TRACKING THE ESCALATOR RIDE FROM MID-CRUSTAL DEPTHS TO THE SURFACE: NEW CONSTRAINTS ON THE PACE AND EPISODICITY OF LATE EOCENE TO MIOCENE EXHUMATION FROM THE SOUTHERN EAST HUMBOLDT RANGE METAMORPHIC CORE COMPLEX, ELKO COUNTY, NEVADA

A ~20 km long transect of ⁴⁰Ar/³⁹Ar and (U-Th)/He samples subparallel to transport direction in the southern East Humboldt Range record a two-phase exhumation history with the up-dip part of the core complex recording Late Eocene cooling whereas the more extensive down-dip segment cooled rapidly in the early Miocene. Based on a newly discovered Ms-Bt-Pl-Ky-Grt, peak PT conditions contemporaneous with Late Cretaceous leucogranite intrusions in the southeastern East Humboldt Range likely exceeded 600 ^oC and 6 kb. Rocks underlying the mapped detachment fault in this area cooled through closure of the ⁴⁰Ar/³⁹Ar biotite and muscovite systems (~350 – 450 ^oC) and (U-Th)/He zircon system (~180 ^oC) between 42 Ma and 36 Ma— broadly coincident with eruption of intermediate volcanics in the hanging wall and quartz dioritic intrusions in the footwall.
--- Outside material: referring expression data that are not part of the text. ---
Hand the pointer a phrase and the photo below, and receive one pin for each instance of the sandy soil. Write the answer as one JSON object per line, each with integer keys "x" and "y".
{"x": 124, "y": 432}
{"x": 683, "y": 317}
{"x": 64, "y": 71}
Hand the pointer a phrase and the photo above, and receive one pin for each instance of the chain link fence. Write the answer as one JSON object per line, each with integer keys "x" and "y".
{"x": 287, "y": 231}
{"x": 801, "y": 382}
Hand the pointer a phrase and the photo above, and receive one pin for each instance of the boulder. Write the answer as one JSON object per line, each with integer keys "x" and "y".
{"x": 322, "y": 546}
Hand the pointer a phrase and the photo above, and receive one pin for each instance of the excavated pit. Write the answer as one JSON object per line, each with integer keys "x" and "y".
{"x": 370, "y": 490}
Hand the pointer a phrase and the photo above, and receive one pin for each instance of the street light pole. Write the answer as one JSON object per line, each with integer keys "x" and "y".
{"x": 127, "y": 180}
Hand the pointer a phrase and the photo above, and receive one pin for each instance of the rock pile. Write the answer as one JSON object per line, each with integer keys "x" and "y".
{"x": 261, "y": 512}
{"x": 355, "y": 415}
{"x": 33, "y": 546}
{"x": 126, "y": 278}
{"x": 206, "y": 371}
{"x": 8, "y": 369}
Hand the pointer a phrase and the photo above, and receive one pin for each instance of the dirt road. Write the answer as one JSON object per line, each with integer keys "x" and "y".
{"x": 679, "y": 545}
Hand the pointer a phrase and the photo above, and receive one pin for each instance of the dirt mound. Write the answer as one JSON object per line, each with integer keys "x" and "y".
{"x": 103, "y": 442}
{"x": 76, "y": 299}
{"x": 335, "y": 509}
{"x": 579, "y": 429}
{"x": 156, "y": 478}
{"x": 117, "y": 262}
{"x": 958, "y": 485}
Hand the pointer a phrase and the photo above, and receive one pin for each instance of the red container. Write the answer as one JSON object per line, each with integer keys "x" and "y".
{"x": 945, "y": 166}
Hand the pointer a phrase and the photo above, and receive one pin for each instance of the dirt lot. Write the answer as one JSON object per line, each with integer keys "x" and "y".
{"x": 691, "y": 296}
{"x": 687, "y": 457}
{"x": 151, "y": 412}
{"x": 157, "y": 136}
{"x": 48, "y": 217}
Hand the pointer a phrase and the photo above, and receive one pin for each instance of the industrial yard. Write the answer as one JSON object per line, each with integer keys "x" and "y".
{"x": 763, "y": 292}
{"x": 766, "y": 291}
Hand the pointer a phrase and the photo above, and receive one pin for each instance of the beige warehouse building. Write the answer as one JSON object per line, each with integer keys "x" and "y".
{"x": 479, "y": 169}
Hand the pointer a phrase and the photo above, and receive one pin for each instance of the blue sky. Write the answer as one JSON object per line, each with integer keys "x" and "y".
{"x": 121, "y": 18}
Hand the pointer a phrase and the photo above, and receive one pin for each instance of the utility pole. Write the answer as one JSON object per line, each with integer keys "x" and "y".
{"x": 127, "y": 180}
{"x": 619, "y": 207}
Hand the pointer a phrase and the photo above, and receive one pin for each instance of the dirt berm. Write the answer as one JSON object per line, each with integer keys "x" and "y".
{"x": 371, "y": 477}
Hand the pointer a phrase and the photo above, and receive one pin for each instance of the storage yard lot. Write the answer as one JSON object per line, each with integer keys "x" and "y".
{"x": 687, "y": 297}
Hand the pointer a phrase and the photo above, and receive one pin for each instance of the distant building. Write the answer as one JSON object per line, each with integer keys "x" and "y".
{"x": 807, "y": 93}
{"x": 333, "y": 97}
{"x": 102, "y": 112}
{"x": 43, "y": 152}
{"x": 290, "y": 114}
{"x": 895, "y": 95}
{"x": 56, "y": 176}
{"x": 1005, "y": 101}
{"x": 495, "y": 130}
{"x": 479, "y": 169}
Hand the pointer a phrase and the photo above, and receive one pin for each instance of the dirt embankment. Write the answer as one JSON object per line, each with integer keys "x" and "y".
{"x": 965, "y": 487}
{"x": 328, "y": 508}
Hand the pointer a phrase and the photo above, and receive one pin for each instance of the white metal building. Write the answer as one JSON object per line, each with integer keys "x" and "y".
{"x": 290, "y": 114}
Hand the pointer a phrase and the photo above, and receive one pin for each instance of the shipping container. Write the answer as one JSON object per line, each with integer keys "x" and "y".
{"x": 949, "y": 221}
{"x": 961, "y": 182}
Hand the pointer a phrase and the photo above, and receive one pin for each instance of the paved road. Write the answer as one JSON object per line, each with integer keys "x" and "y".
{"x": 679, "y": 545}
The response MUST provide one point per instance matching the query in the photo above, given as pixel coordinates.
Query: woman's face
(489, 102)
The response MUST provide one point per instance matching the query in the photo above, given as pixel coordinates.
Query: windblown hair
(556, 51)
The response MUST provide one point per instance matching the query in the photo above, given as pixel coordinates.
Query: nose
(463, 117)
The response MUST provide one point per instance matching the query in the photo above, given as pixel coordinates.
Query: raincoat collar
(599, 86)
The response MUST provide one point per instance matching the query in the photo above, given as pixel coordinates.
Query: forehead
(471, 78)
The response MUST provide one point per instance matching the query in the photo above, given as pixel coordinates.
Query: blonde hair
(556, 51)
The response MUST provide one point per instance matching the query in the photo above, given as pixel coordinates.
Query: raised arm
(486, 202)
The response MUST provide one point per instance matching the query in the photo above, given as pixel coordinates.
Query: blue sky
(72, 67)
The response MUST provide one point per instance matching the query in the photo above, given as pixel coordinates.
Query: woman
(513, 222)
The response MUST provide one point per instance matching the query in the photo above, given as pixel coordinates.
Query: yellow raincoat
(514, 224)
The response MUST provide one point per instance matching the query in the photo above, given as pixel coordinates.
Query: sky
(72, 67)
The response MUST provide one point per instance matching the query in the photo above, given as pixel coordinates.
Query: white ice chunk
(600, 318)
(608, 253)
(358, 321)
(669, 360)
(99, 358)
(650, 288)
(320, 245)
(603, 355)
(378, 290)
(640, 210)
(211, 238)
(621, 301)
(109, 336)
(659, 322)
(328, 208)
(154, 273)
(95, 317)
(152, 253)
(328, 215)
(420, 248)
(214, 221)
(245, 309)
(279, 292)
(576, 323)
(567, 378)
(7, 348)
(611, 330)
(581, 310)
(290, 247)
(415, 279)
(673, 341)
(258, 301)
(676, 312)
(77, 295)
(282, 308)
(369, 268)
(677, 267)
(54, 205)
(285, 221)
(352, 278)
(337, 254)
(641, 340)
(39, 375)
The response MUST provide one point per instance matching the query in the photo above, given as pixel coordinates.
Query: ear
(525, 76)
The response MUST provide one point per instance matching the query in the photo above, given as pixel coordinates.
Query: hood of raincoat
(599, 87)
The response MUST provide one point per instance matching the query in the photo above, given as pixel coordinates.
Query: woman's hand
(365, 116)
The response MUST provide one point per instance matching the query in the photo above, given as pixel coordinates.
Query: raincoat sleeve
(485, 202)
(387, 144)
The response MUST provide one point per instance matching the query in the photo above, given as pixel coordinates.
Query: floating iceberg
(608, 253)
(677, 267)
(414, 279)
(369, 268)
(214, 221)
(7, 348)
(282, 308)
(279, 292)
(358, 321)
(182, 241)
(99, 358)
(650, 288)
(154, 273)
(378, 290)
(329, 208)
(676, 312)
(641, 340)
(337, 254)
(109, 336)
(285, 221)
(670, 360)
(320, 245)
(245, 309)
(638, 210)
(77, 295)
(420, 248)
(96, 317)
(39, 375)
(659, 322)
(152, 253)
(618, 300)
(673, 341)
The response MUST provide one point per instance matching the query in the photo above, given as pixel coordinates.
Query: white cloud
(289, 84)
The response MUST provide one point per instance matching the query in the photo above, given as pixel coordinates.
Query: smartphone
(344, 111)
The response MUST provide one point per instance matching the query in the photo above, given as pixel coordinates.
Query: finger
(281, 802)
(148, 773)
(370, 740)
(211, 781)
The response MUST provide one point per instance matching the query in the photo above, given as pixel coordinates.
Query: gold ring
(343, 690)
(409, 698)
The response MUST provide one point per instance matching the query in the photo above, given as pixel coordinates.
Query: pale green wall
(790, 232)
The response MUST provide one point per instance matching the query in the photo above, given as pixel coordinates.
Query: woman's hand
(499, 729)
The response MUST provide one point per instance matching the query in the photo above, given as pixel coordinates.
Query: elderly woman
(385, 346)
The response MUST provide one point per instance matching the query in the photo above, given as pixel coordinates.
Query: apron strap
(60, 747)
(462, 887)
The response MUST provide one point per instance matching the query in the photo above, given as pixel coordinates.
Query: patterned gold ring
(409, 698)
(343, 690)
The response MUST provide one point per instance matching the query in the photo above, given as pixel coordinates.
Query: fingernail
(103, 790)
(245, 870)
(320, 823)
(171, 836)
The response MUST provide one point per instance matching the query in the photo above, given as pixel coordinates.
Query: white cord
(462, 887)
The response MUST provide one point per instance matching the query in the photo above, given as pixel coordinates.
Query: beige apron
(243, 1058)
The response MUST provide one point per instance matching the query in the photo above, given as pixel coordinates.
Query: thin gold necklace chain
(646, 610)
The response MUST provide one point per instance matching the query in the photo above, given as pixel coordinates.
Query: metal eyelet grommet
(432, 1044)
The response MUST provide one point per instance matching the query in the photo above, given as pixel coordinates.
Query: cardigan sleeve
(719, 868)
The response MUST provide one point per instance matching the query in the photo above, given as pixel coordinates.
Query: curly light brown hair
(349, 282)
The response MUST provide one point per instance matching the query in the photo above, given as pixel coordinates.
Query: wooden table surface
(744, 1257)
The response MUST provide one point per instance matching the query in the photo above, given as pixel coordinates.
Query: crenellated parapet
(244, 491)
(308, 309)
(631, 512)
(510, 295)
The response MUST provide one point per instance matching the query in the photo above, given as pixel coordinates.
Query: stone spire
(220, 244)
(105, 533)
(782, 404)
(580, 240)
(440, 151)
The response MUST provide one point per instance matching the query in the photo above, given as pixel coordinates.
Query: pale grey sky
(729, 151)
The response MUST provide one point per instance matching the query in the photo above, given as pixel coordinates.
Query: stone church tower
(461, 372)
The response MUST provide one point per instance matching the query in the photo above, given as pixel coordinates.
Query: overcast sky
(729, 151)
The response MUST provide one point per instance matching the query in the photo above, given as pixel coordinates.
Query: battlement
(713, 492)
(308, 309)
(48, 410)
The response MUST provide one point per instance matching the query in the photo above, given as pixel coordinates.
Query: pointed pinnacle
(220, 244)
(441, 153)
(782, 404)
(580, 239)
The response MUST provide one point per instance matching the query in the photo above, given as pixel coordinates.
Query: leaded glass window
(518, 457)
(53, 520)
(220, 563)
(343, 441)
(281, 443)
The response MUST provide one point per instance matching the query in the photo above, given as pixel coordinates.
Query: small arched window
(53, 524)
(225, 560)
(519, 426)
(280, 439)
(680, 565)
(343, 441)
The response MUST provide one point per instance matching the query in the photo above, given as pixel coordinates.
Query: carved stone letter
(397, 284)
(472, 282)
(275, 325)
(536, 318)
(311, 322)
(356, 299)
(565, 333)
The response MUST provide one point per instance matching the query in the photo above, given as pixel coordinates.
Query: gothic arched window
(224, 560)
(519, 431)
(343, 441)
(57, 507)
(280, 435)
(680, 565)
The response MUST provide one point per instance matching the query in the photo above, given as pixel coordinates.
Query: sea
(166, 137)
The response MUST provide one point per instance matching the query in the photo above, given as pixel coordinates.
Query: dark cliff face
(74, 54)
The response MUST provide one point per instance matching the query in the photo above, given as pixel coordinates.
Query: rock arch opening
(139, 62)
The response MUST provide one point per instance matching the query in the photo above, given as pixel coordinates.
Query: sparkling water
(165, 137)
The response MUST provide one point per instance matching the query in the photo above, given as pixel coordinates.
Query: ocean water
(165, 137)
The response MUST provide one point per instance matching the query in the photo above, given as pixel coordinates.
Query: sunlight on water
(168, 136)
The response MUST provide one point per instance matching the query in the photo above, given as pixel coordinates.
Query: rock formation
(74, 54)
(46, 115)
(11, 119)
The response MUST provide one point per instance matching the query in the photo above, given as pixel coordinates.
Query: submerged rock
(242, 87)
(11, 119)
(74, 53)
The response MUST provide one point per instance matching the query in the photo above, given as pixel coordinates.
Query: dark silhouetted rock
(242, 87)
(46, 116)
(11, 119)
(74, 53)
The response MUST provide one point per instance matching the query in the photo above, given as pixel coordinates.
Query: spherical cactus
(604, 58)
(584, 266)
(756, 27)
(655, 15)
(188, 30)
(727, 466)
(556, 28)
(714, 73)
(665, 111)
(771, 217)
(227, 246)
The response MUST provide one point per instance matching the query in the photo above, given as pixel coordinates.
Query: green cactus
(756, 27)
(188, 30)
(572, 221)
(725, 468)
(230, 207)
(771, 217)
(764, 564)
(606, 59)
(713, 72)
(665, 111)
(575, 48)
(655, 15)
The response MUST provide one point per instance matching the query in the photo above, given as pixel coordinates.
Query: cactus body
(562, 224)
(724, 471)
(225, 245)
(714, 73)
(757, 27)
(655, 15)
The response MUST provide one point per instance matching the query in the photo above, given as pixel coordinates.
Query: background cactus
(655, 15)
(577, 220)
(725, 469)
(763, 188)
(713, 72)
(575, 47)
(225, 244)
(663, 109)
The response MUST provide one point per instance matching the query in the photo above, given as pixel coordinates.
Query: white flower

In addition, it coincides with upper crustal normal faulting documented by Pape et al. (2015) ~30 km to the SE in the neighboring Spruce Mountains. Subsequent cooling slowed dramatically, with high eU zircons yielding Oligocene ages whereas apatite yields ages of 19.8 ± 2.2 Ma. Argon loss patterns in some micas suggests that cooling and unroofing continued well into the Miocene. In contrast to the southeastern part of the range, the entire western flank of the range records ⁴⁰Ar/³⁹Ar biotite and muscovite closure between 23.23 and 19.63 Ma, younging to the WNW in the transport direction. Consequently, the farthest west samples were cooling through white mica closure temperatures (~450 ^oC) at the same time that up-dip parts of the lower plate 18 km to the SE were cooling through (U-Th)/He apatite closure temperatures (~65 ^oC). For assumed paleogeothermal gradients of 25 - 45 ^oC/km this disparity implies that the part of the detachment expected to be seismogenically active during early Miocene exhumation probably dipped at angles of at least 20^o to 45^o in dramatic contrast to its current flat geometry. Taken together, the data record two distinct extensional pulses of core complex exhumation-- one primarily in the Late Eocene, and the other beginning by the early Miocene (though likely continuing through the Middle Miocene). Intermediate ages could reflect either continued extension at a much reduced rate or prolonged residence in the partial retention zone.